Thursday, December 15, 2011

Plantinga on Theism and Science

The New York Times (December 14, 2011) has a good article on Alvin Plantinga's new book, in which he argues that the true enemy of modern science is not theistic religion but metaphysical naturalism. 

Plantinga's scholarship is a remarkable achievement in making a philosophical case for biblical religion, which goes against the grain of modern analytic philosophy's tendency to take atheism for granted.

As I have indicated in a previous post, Plantinga's argument depends on taking a theistic evolutionist position that assumes the truth of Darwinian evolutionary science, while arguing that biblical theism provides support for that science.

I have indicated why I find his argumentation unpersuasive.  But what is most interesting about his reasoning is how biblical believers need to accept evolutionary science in arguing that science and religion are compatible.

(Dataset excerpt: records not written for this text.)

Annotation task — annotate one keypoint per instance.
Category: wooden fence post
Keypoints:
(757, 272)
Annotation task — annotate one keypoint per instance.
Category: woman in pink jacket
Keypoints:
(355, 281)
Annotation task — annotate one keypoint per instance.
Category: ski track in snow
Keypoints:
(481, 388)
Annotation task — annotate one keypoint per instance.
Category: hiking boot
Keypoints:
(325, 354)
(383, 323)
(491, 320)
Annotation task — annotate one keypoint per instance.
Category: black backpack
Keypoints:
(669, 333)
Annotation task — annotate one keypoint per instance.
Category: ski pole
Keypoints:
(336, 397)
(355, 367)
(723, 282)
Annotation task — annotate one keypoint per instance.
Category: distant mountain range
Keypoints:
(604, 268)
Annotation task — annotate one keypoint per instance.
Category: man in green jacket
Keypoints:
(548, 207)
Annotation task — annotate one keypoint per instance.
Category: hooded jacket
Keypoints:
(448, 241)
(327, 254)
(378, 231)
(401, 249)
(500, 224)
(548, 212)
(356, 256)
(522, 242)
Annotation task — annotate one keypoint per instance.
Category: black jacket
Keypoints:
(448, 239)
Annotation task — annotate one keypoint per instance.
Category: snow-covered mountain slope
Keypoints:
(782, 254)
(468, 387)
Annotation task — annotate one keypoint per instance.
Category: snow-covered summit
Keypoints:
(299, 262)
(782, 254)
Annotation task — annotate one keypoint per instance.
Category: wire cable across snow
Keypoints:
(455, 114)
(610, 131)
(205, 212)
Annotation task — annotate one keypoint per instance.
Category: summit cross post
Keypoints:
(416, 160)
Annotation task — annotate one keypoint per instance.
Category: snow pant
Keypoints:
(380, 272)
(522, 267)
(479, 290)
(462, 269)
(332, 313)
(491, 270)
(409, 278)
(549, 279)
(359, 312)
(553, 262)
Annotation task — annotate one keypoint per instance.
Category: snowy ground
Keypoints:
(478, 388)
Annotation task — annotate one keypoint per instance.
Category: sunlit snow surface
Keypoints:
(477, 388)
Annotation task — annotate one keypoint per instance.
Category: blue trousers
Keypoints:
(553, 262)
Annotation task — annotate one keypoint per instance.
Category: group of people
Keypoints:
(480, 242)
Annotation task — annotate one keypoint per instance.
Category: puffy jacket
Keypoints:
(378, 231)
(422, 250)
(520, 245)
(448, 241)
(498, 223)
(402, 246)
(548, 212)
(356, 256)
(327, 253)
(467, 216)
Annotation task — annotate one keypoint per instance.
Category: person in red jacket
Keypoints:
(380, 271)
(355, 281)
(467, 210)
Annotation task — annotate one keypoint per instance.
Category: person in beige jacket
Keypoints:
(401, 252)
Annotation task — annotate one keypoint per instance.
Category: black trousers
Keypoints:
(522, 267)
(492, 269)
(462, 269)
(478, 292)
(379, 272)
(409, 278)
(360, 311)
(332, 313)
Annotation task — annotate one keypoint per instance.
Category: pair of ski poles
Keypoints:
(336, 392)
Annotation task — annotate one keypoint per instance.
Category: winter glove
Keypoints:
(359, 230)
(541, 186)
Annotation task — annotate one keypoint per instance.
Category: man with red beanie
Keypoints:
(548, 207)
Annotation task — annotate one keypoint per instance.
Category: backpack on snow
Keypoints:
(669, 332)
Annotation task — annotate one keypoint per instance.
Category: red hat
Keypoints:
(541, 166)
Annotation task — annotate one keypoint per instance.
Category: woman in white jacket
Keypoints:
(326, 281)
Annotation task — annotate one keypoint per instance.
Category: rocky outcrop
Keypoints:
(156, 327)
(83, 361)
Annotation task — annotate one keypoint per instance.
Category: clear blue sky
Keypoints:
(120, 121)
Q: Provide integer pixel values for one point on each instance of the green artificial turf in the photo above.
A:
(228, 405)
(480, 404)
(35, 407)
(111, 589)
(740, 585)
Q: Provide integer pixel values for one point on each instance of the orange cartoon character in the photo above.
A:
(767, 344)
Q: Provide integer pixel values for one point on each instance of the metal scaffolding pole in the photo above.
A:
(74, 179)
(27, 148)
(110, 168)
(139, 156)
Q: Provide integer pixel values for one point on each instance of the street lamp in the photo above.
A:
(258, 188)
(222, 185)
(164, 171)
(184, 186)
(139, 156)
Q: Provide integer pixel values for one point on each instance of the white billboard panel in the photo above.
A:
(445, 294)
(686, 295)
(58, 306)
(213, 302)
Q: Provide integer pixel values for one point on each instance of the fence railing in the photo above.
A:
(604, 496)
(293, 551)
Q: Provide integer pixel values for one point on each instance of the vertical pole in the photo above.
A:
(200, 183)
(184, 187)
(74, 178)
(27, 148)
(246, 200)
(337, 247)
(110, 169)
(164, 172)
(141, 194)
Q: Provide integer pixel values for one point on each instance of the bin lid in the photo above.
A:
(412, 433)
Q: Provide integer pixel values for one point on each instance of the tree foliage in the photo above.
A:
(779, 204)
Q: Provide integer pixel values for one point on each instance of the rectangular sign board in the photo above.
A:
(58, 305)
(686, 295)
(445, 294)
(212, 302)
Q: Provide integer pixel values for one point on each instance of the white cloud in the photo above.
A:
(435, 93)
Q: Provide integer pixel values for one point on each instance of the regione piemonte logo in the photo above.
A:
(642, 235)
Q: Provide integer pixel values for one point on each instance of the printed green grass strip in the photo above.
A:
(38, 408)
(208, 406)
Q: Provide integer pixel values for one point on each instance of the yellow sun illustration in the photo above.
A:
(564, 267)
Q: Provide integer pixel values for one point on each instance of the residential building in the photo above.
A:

Thus, Plantinga belongs to a long tradition of theistic evolutionists that includes people like C. S. Lewis, Pope John Paul II, Francis Collins, and Michael Behe.

1 comment:

Anonymous said...

My understanding is that the Abrahamic religions hold that humans are spiritual creatures, and as a consequence know that God exists, but many refuse to acknowledge this truth because humans are been born into a state of sin and so tend to resist God's authority. That implies atheism is due to poor motivation, rather than an intellectual error. Do I have this right?